Microsoft Fabric Runtime: An Azure-integrated platform based on Apache Spark.
Combines internal and open-source components to enable data engineering and data science experiences.
Often referred to simply as Fabric Runtime.
Apache Spark: An open-source distributed computing library designed for large-scale data processing and analytics.
Delta Lake: An open-source storage layer that adds ACID transactions and data reliability features to Apache Spark.
Native Execution Engine: Enhances performance by executing Spark queries directly on lakehouse infrastructure, boasting up to 4x faster query speeds compared to traditional OSS Spark.
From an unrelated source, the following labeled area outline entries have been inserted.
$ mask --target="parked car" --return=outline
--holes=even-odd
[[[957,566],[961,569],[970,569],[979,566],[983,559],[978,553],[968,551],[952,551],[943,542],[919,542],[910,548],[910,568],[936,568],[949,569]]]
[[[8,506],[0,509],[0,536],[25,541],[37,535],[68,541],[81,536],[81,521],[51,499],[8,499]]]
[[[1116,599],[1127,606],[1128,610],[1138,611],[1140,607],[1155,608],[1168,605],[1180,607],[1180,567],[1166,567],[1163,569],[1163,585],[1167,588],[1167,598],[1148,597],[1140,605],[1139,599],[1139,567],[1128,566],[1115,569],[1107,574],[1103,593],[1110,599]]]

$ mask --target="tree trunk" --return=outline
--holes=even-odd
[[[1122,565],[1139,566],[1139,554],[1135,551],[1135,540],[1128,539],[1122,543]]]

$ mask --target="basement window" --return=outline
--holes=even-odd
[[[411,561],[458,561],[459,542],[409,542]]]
Compatible with Parquet and Delta formats supported in Runtime 1.3.
Built on Meta's Velox and Intel's Apache Gluten.
Default-level Packages: Includes Java/Scala, Python, and R packages that are pre-installed for ease of use.
Always use the most recent General Availability (GA) runtime version.
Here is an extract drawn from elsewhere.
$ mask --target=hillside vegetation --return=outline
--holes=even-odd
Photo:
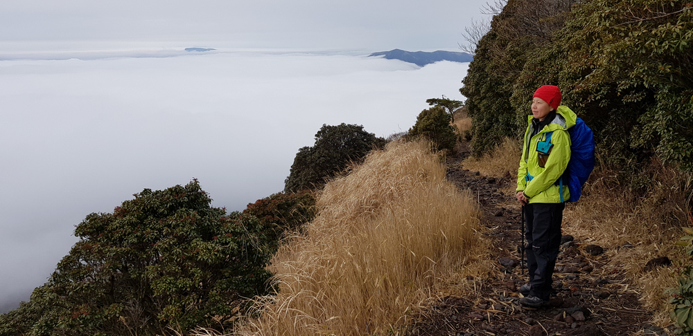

Version | Apache Spark | Operating System | Java | Scala | Python | Delta Lake | R |
---|---|---|---|---|---|---|---|
Runtime 1.1 | 3.3.1 | Ubuntu 18.04 | 8 | 2.12.15 | 3.10 | 2.2.0 | 4.2.2 |
Runtime 1.2 | 3.4.1 | Mariner 2.0 | 11 | 2.12.17 | 3.10 | 2.4.0 | 4.2.2 |
Runtime 1.3 | 3.5.0 | Mariner 2.0 | 11 | 2.12.17 | 3.11 | 3.2 | 4.4.1 |
Check links for detailed features and migration scenarios for each runtime.
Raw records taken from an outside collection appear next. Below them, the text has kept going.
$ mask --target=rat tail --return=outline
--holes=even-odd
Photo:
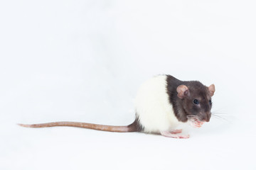
[[[137,119],[132,124],[127,126],[103,125],[97,125],[92,123],[79,123],[79,122],[53,122],[53,123],[41,123],[41,124],[31,124],[31,125],[18,124],[18,125],[26,128],[73,126],[73,127],[103,130],[108,132],[129,132],[140,131],[140,129],[139,128],[139,125]]]

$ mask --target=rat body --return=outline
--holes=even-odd
[[[136,118],[127,126],[102,125],[86,123],[55,122],[23,125],[28,128],[73,126],[109,132],[144,132],[159,133],[166,137],[188,138],[175,128],[190,123],[200,128],[210,118],[213,84],[209,87],[198,81],[180,81],[170,75],[154,76],[144,83],[135,98]]]

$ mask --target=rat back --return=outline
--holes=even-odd
[[[137,119],[143,131],[156,132],[175,128],[178,120],[167,94],[167,76],[154,76],[139,88],[135,98]]]

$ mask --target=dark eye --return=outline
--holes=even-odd
[[[199,104],[199,101],[198,99],[194,99],[193,101],[194,104],[198,105]]]

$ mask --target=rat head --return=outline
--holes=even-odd
[[[176,90],[187,117],[196,117],[202,122],[210,121],[214,84],[208,87],[199,81],[188,81],[186,85],[178,86]]]

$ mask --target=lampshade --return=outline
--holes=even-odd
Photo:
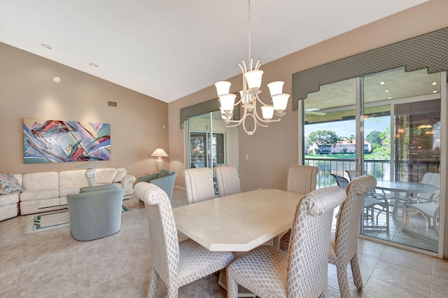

Incorporates optimizations specifically for Spark and Delta Lake, designed for native integration within Fabric.
Nearly 100 built-in query performance enhancements.
Optimized writing processes for better performance.
Default V-Order optimization for Delta Parquet files enhances read performance.
Users can switch between multiple runtimes without risk of disruption.
Changing the runtime version affects all system-created items in the workspace, with specific guidance on doing so.
Aim to migrate Spark settings; warnings issued for incompatible settings.
Configuration settings differ between mutable and immutable settings.
Python and R libraries generally operate without issues when versions are unchanged.
Jars may face compatibility issues due to dependency changes—users must address conflicts with their libraries.
Delta Lake features are backward compatible, but forward compatibility may be compromised when certain features are enabled.
Use method delta.upgradeTableProtocol to upgrade Delta table protocols with caution.
Runtime 1.3 changes default table format from Parquet to Delta in various Spark commands.
Scripts assuming Parquet should be revised as Delta is now the default.
Provide product feedback and engage with community for further questions.
Minor versions of Apache Spark are released every 6 to 9 months.
Microsoft Fabric Spark team rapidly delivers new runtime versions.
Each runtime has distinct support phases including Experimental, Public Preview, GA, LTS, and End of Support.
Once a runtime's end-of-support date arrives, the runtime is removed and will not receive any updates.
Runtime major versions correspond to Apache Spark's major version.
Latest GA version introduces Apache Spark 3.5 with numerous performance enhancements.
Compatibility upgrades, new features for structured streaming, and expanded functionality in PySpark.
Improvements for Delta Lake 3.2 focused on performance and ease of use.
Maintains a range of updates for improved performance and patches.
Various fixes and enhancements including improvements in stability.
New algorithms minimize data loss issues common with parallel insert operations.
Overview of Delta Lake capabilities reinforcing its use in lakehouse architecture.
Encourage users to provide feedback and engage with the community.
Covers Advanced settings, REST API usage, Git integration, Spark job definitions, and administration for enhanced user experience in Microsoft Fabric.